Any trepidation built up in the moments before the attack had vanished, replaced now by a scorching rush of adrenalin. With their hearts now racing, throats burning and arteries pounding in their ears, only the cries from the wounded and the dying rose above the racket. Once smooth and controlled, their collective glide hastened in pace, turning rapidly into a frantic gallop as they slammed into the German picket halfway up the ridge. Hidden beneath the grain, any defender naive enough to offer surrender received no quarter when the Highlanders overran their slits.

German rocket and heavy artillery fire joined the choir just metres from the crest, and a hurricane of steel and fire greeted the mass scurrying through the wheat. The ordinarily pleasant scent of petrichor, kicked up from the soggy soil with each blast, mixed with the bleach-like stench of cordite, the charcoal-like smell of singed flesh and the sulphuric stink of melted hair. With every step, the ground shook; bodies and body parts flew in all directions, striking those still pushing forward up the ridge.

The only reward for the intrepid Highlanders who reached the crest came in the form of elite panzers and panzer-grenadiers, who opened fire at point-blank range. From beneath the grain, screeches from the wounded and dying, calling out in vain for a medic, a stretcher-bearer or their mothers. In short order, cries turned to whimpers and then, mercifully, irreversible silence.

Drenched in sweat and wild-eyed with rage and terror, the Highlanders who were still on their feet continued to press through the fire and the carnage, spurred on by desperate “do or die” calls from their acting commanding officer, whose repeated pleas to push on rose above the cacophony. “C’mon, men!
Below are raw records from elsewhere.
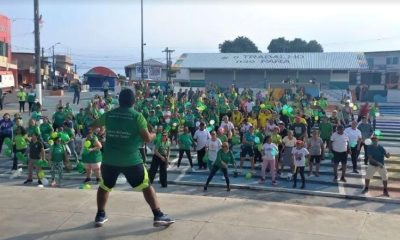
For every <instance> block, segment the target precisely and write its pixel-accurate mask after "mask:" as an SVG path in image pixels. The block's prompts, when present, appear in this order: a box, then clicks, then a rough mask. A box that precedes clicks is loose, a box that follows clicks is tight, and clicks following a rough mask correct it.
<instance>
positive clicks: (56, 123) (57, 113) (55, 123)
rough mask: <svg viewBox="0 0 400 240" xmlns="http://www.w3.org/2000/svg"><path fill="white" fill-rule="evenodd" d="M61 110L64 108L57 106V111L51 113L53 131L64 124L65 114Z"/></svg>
mask: <svg viewBox="0 0 400 240" xmlns="http://www.w3.org/2000/svg"><path fill="white" fill-rule="evenodd" d="M63 110H64V107H62V106H59V107H58V108H57V111H56V112H55V113H54V114H53V129H54V131H56V130H57V129H58V128H59V127H62V125H63V124H64V121H65V118H66V115H65V112H64V111H63Z"/></svg>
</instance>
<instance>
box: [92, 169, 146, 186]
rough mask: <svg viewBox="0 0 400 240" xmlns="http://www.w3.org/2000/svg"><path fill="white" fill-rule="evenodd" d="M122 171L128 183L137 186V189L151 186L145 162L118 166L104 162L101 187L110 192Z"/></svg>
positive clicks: (116, 181)
mask: <svg viewBox="0 0 400 240" xmlns="http://www.w3.org/2000/svg"><path fill="white" fill-rule="evenodd" d="M120 173H122V174H124V176H125V178H126V180H127V181H128V183H129V184H130V185H131V187H132V188H135V189H136V190H143V189H145V188H147V187H149V186H150V181H149V177H148V174H147V170H146V168H145V167H144V165H143V164H138V165H135V166H129V167H117V166H111V165H107V164H102V165H101V176H102V181H101V183H100V187H101V188H102V189H103V190H105V191H107V192H110V191H111V190H112V188H113V187H114V186H115V184H116V182H117V179H118V176H119V174H120Z"/></svg>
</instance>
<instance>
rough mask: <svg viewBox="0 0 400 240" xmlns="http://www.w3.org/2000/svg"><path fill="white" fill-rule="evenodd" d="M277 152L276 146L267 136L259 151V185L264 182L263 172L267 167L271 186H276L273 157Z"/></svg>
mask: <svg viewBox="0 0 400 240" xmlns="http://www.w3.org/2000/svg"><path fill="white" fill-rule="evenodd" d="M278 151H279V150H278V146H276V144H274V143H272V138H271V136H269V135H267V136H266V137H265V139H264V144H263V147H262V151H261V154H262V159H263V162H262V166H261V179H260V181H259V183H260V184H263V183H264V182H265V171H266V170H267V167H268V166H269V169H270V173H271V178H272V185H276V184H277V183H276V180H275V174H276V173H275V171H276V169H275V156H276V155H278Z"/></svg>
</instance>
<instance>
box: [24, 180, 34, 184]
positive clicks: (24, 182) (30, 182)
mask: <svg viewBox="0 0 400 240" xmlns="http://www.w3.org/2000/svg"><path fill="white" fill-rule="evenodd" d="M28 183H32V179H26V180H25V182H24V184H28Z"/></svg>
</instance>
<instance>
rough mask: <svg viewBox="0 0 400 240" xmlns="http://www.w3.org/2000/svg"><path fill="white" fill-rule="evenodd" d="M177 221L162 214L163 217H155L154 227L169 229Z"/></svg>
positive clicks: (153, 224)
mask: <svg viewBox="0 0 400 240" xmlns="http://www.w3.org/2000/svg"><path fill="white" fill-rule="evenodd" d="M174 222H175V220H173V219H171V218H169V217H168V215H166V214H162V215H161V216H158V217H154V222H153V226H154V227H168V226H169V225H171V224H173V223H174Z"/></svg>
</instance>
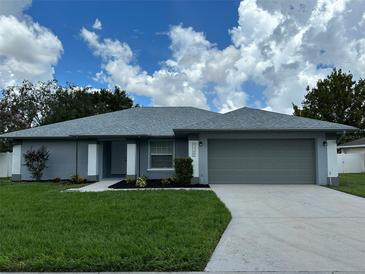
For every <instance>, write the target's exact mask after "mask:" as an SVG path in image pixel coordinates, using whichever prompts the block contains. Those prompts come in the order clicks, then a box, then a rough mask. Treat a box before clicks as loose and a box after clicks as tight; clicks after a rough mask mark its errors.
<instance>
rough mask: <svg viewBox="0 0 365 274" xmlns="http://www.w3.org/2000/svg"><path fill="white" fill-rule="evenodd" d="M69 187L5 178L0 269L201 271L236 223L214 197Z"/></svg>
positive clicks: (213, 193) (190, 194)
mask: <svg viewBox="0 0 365 274" xmlns="http://www.w3.org/2000/svg"><path fill="white" fill-rule="evenodd" d="M68 187H70V186H68ZM65 188H67V187H65V186H62V185H61V184H56V183H10V182H9V181H8V180H1V179H0V271H184V270H185V271H187V270H190V271H200V270H203V269H204V267H205V265H206V264H207V262H208V260H209V258H210V256H211V254H212V252H213V250H214V248H215V246H216V244H217V243H218V241H219V239H220V236H221V234H222V233H223V232H224V230H225V228H226V226H227V224H228V223H229V221H230V218H231V217H230V213H229V212H228V210H227V209H226V208H225V206H224V205H223V204H222V203H221V202H220V201H219V199H218V198H217V197H216V195H215V194H214V193H213V192H210V191H183V190H182V191H173V190H165V191H127V192H125V191H116V192H103V193H67V192H61V190H63V189H65Z"/></svg>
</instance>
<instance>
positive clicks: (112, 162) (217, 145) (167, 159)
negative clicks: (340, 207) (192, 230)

Keep moving! We can reach the objective.”


Of the 320 men who made the assault up Verrières Ridge on that summer morning in late July 1944, no more than 20 reported fit for duty the next day. The fate of the rest came into sharp focus weeks later when Verrières Ridge finally fell to the Canadians in the second week of August. On July 25, the Black Watch had suffered 94 per cent casualties killed, wounded, missing and prisoner of war—a rate that put them on par with those suffered by the Royal Newfoundland Regiment on the tragic opening day of the Somme in 1916. Most of the 129 men who were killed in the assault are now buried in the Bretteville-sur-Laize cemetery outside the village of Cintheaux. The day would go down as the second costliest for the Canadian Army in the entire Second World War, after the bloodbath at Dieppe two years earlier.